Sustainable agriculture

Sustainable agriculture and land use by2050. To this end, the government is taking a single integrated approach in which climate, environmental, water and nitrogen challenges will be addressed through the Agricultural Agreement and the National Rural Area Program. This should fulfill the task of 5 megaton CO2 reduction by 2030. The cabinet has also reached agreements with the sector on accelerated sustainability of greenhouse horticulture through the introduction of a CO2 tax in combination with the rollout of heat networks and subsidies (SDE++) for the application of heat pumps.

Fiscal adjustments

The energy tax is adjusted so that sustainability pays and polluters pay more. There will be a new reduced rate for part of household gas consumption and a separate tax rate for hydrogen, lower than the rate for gas. The cabinet is abolishing the tax break for coal by January 1, 2028, and will propose in the Budget Memorandum whether, and if so how, remaining tax exemptions for fossil energy can be phased out.

Climate Fund

The climate fund is the main instrument to finance the measures. In preparation for decision-making on this package, a total of more than 80 measures were submitted to the Minister of Climate and Energy and then independently assessed by the Netherlands Environmental Assessment Agency (PBL). A total of 28.1 billion euros will be released for climate spending.

Jetten on moblity

Minister Jetten (Climate and Energy) informs the House of Representatives about additional climate measures in the letter below. You can read the section on mobility below.

“By 2050, Dutch traffic and transport no longer emits harmful exhaust gases and CO2, which is good for the climate, the nitrogen challenge and our health. This requires us to change our travel behavior, switching to cleaner transportation. In doing so, it is imperative to the Cabinet that there be sufficient access to transportation for rich and poor, young and old, able-bodied and disabled. Combating climate change must therefore go hand in hand with achieving zero-emission transportation for all Dutch people.
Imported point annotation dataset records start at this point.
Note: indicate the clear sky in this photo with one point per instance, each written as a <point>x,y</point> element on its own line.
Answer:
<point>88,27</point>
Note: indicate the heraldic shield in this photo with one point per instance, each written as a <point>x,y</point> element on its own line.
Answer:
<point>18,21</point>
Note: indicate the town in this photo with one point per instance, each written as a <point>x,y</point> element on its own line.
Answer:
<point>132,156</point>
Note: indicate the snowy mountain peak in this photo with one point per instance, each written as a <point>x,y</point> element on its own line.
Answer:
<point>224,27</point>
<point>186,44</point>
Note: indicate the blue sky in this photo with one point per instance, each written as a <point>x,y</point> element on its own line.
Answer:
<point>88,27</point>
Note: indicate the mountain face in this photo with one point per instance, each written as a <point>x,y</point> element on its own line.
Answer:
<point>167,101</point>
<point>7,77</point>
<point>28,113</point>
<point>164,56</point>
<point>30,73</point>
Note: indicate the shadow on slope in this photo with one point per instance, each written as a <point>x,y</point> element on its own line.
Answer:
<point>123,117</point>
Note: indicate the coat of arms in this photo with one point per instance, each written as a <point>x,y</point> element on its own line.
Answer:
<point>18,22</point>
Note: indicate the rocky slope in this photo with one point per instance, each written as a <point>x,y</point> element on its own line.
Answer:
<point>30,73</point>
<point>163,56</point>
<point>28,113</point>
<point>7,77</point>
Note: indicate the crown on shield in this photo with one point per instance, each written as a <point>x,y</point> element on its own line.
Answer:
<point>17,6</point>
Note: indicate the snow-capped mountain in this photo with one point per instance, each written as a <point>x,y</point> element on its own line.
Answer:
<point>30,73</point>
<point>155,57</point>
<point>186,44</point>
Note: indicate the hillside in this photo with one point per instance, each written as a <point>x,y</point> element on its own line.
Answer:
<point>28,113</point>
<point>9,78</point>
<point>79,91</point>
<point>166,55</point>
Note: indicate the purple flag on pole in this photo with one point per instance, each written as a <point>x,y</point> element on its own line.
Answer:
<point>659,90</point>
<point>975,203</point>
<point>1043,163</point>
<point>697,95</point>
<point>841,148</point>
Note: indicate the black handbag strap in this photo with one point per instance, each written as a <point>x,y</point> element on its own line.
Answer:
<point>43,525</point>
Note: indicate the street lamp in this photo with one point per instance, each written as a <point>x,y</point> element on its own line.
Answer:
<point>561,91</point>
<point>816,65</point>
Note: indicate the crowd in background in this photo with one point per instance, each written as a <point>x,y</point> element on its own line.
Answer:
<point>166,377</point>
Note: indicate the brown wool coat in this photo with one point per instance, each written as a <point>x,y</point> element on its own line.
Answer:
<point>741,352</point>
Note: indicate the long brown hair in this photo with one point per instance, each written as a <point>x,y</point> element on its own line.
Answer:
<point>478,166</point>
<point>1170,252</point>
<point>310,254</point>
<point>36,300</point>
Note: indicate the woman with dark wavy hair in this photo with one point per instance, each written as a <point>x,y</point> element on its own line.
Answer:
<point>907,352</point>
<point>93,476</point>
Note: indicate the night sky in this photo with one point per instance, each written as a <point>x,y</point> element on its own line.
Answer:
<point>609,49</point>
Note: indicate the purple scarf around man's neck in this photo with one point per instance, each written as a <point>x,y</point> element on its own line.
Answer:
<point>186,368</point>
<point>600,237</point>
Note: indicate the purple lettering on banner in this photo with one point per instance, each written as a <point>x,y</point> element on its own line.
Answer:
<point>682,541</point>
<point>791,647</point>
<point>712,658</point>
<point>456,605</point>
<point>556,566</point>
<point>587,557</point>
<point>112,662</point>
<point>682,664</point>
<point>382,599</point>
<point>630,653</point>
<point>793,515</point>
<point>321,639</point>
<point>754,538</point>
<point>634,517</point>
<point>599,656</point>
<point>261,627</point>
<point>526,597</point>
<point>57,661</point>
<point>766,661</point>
The government is accelerating the entry of zero-emission passenger cars by raising the CO2 target for work-related passenger mobility. This gives employers an incentive to encourage the use of EV, OV or bicycle for both business driving and commuting. In addition, the government is subsidizing the purchase of a used electric car. This is important to make electric driving attractive to a large group of Dutch people quickly. At the same time, the government is investing in additional charging infrastructure for electric vehicles, so that a faster rollout of electric driving is actually possible in city and region.

For heavy transport and freight transportation, the government makes performance agreements with the transport sector on reducing CO2 emissions. The government is also committed to making inland navigation more sustainable – by introducing an emissions label and fuel pricing through the ETS2. The government wants to help the transportation sector do this and is making funds available for the purchase of heavy electric vehicles through a rebate of the truck levy. In addition, money has been set aside for the use of hydrogen in heavy transport on the road and via inland waterways. Shipping is an international sector and does not count toward the national emissions target. Nevertheless, it is important that sustainability be initiated in this sector as well. The Cabinet is therefore setting aside funds for development of sustainable marine vessels.

Because a large proportion of current road traffic will still be driving on fossil fuels in the coming years, the use of biofuels in road traffic will be gradually increased. As electrification continues, an increasing proportion of this will be utilized by transportation for which there are still few alternatives, such as heavy road transportation.”